Due maglie per completare la difesa. Chi la spunterà?

Con l’arrivo di Alessio Romagnoli la terza linea rossonera dovrebbe essere al completo e molto difficilmente verranno fatte altre operazioni, almeno in entrata. Ora, resta da individuare quale sarà il quartetto che comporrà la retroguardia titolare che, al momento, sembra essere fatta e decisa solo per la metà. Due posti su quattro, infatti, sembrano essere già stati assegnati. Al centro sicuro del posto è proprio Romagnoli che, visto l’importante ed oneroso investimento fatto, l’insistenza con cui Mihajlovic lo ha voluto e le potenzialità tecniche, può dirsi sicuro del posto nell’undici titolare. Così come sembra certo che a sinistra ci sarà spazio per Luca Antonelli che, essendo l’unico vero sinistro tra gli esterni bassi ed avendo dimostrato tutta la sua affidabilità, non dovrebbe avere problemi nella corsa ad una maglia.

Per quel che riguarda l’altra metà della retroguardia milanista, invece, i giochi sono apertissimi e, da qui a domenica prossima (giorno in cui il Milan esordirà in campionato a Firenze), tutto può ancora succedere. Per il posto di centrale al fianco di Romagnoli c’è bagarre. Ribadito che Paletta potrebbe partire nelle prossime ore, il favorito, almeno sulla carta, era Philippe Mexes. Un rinnovo fortemente voluto e le indubbie qualità del francese facevano pensare che la scelta potrebbe ricadere su di lui, ma attenzione alle sorprese. Il giovane Rodrigo Ely, infatti,nel precampionato ha scalato parecchie posizioni e potrebbe contendere la titolarità al francese. Anche Zapata si gioca le sue carte, mentre molto più difficile, per ora, sembra un impiego di Alex che è apparso fuori forma e ormai non brillantissimo.
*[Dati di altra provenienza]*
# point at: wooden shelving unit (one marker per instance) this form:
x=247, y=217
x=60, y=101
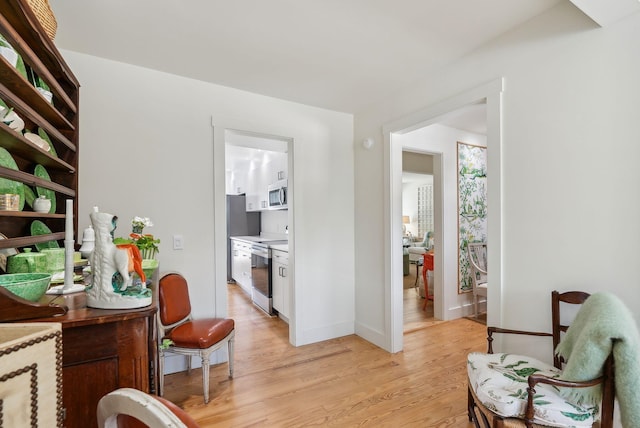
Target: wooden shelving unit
x=59, y=119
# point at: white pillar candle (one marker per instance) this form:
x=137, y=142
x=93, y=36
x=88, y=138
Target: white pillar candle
x=68, y=225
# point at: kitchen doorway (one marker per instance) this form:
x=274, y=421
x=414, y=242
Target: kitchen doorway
x=257, y=216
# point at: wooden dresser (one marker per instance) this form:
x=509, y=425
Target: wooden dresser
x=102, y=350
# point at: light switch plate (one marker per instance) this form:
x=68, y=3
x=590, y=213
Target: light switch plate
x=178, y=242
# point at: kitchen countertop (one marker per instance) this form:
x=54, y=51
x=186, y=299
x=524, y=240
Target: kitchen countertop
x=264, y=240
x=280, y=247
Poi ci sarà da assegnare la maglia riservata al terzino destro. Anche qui c’è un favorito e si chiama Ignazio Abate. L’esterno rossonero è sempre stato considerato un titolarissimo per Mihajlovic, ma alcuni problemi fisici ne hanno condizionato il precampionato e nelle passate stagioni è stato più il tempo passato in infermeria che quello in campo. Ecco, quindi, che potrebbe tornare d’attualità la candidatura di Mattia De Sciglio, ma l’ex enfant prodige dovrebbe scrollarsi di dosso quella paura e quella mancanza di personalità mostrata nelle ultime due stagioni. Il giovane Calabria, invece, potrebbe costituire la sorpresa e, se dovesse continuare a mostrare i segnali positivi di quest’estate, non ci stupiremmo certo se alla fine il tecnico serbo puntasse tutto su di lui.